The lesson here is that you can’t debug microservices in the same way you’d debug a monolith. But by appending some data to each event, you can start spotting issues more easily:
- A transaction ID, which is generated from the first event and applied to every subsequent event in the chain.
- The name of the service emitting the event.
- The name of the service consuming the event.
At Runnable we use our open-source task management library, Ponos, to handle this. Now we have everything we need to trace any request from start to finish in our system. To get that information out of the database and into a readable format, we use a tool called Metabase which gives us a GUI to navigate our databases.
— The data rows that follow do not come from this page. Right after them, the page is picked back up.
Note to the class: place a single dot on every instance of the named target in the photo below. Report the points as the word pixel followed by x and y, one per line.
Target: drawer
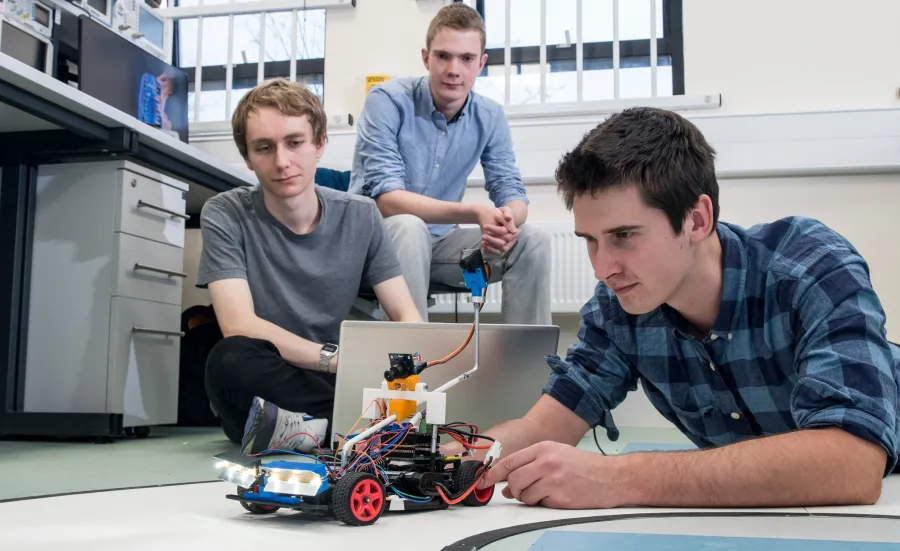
pixel 150 209
pixel 144 351
pixel 148 270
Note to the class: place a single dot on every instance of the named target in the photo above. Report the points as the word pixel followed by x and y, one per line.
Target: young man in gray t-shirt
pixel 283 262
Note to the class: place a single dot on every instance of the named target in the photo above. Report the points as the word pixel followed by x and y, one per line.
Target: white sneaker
pixel 270 427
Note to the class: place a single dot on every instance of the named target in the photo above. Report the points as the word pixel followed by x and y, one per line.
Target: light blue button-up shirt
pixel 404 142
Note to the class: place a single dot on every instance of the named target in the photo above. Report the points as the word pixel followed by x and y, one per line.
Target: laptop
pixel 511 373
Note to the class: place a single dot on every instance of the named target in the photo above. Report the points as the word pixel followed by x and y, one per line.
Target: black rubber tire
pixel 257 508
pixel 466 475
pixel 351 508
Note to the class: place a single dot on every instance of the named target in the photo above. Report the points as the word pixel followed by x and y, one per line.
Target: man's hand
pixel 558 476
pixel 498 230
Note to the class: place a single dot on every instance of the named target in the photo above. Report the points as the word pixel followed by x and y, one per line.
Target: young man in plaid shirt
pixel 765 346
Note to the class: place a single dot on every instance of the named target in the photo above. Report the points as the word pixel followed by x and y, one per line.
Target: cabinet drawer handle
pixel 139 266
pixel 157 332
pixel 142 203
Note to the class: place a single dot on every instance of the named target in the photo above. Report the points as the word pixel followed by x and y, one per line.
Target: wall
pixel 834 163
pixel 800 55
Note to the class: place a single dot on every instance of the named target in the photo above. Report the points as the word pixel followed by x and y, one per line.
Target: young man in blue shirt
pixel 765 346
pixel 418 140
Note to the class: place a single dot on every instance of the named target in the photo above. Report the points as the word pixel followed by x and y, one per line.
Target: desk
pixel 46 122
pixel 194 517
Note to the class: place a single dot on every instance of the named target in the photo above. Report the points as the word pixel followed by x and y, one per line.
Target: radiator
pixel 572 279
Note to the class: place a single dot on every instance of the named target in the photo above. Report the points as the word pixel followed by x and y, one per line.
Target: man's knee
pixel 408 230
pixel 534 244
pixel 231 354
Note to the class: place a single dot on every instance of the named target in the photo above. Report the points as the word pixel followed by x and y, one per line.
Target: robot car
pixel 394 463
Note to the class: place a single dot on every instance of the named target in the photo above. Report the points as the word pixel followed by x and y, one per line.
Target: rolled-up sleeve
pixel 502 179
pixel 378 158
pixel 848 369
pixel 595 377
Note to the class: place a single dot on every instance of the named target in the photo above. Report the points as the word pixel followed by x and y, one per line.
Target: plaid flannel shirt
pixel 799 342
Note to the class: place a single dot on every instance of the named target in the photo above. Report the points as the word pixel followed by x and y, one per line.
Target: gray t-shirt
pixel 305 284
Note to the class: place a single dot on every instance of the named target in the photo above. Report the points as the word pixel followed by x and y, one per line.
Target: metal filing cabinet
pixel 104 313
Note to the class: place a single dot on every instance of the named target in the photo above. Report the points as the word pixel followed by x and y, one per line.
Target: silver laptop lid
pixel 511 373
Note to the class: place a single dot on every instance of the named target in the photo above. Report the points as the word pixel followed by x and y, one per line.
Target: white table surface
pixel 197 516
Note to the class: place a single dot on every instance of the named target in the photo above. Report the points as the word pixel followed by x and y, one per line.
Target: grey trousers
pixel 524 269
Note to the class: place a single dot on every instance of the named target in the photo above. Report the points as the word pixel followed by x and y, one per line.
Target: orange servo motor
pixel 403 408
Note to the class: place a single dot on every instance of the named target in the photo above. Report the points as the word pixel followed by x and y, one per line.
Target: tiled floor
pixel 181 455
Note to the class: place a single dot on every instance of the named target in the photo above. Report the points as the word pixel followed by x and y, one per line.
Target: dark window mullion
pixel 592 50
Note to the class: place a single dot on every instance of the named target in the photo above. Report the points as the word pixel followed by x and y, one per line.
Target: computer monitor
pixel 24 46
pixel 121 74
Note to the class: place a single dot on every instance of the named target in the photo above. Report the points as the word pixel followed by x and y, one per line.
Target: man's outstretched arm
pixel 815 467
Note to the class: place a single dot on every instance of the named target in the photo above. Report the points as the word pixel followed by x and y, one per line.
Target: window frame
pixel 213 75
pixel 671 44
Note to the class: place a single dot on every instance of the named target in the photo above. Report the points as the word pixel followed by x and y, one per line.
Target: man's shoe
pixel 269 427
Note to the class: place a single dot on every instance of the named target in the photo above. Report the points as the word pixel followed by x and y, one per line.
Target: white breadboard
pixel 572 279
pixel 436 402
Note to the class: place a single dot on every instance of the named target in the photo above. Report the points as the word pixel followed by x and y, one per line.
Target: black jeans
pixel 241 368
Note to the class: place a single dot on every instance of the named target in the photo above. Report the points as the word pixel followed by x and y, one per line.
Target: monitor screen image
pixel 124 76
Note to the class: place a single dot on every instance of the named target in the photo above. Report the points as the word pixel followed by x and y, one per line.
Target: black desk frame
pixel 21 153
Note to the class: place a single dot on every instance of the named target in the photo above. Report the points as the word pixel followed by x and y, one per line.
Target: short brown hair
pixel 660 152
pixel 291 98
pixel 459 17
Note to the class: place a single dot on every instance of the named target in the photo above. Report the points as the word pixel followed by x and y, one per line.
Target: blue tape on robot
pixel 475 282
pixel 289 468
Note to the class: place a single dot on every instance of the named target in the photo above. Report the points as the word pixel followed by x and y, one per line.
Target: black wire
pixel 597 442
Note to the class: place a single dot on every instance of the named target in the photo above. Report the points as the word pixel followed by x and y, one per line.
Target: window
pixel 270 36
pixel 599 80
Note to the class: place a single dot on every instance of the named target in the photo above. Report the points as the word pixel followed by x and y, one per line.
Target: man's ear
pixel 701 219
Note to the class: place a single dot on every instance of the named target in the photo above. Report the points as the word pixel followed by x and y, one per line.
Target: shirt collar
pixel 734 282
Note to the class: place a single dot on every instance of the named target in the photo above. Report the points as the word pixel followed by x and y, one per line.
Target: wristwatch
pixel 328 351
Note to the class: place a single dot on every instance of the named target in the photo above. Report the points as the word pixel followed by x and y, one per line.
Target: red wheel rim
pixel 484 494
pixel 366 500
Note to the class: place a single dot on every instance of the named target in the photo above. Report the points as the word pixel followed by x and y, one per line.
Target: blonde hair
pixel 290 98
pixel 459 17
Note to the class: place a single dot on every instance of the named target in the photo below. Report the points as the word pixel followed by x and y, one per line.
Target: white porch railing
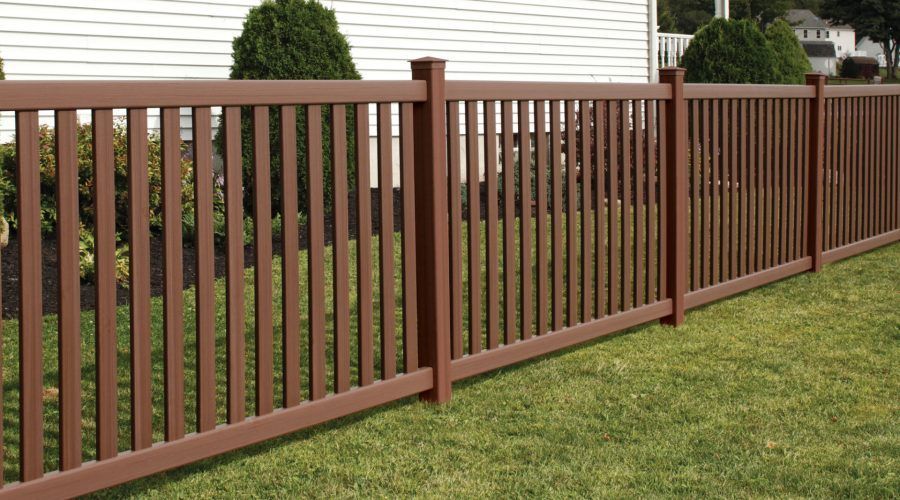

As an example, let’s dig into how this approach helped us debug a particularly nasty bug we had in our architecture. We have a feature that is supposed to automatically update an environment whenever a branch is committed to on GitHub. But we were hearing from users that sometimes this feature would fail and miss a commit. Debugging this issue by manually tracing the event flow would be tough; there are several steps that take place (across different services) between a user’s commit and an updated environment.
The debug this issue, we first found the original commit entering the system via Loggly (our log aggregator), where we store request/response logs for our GitHub endpoint. Using this request hit we found the transaction ID and went to Metabase, where we can get an overview of every event that matches a given transaction ID, sorted chronologically. By comparing this event flow to one where everything worked as it should have, we could identify the issue: the environment never started because the Docker host we were trying to schedule it to had already been filled. From there all it took was a small modification to our scheduling system to address the issue.
Working with microservices often requires a different approach than you’d take with a monolith. Debugging is no exception, but with some smart abstractions and the right tools, you can make sense of even the most complicated architecture.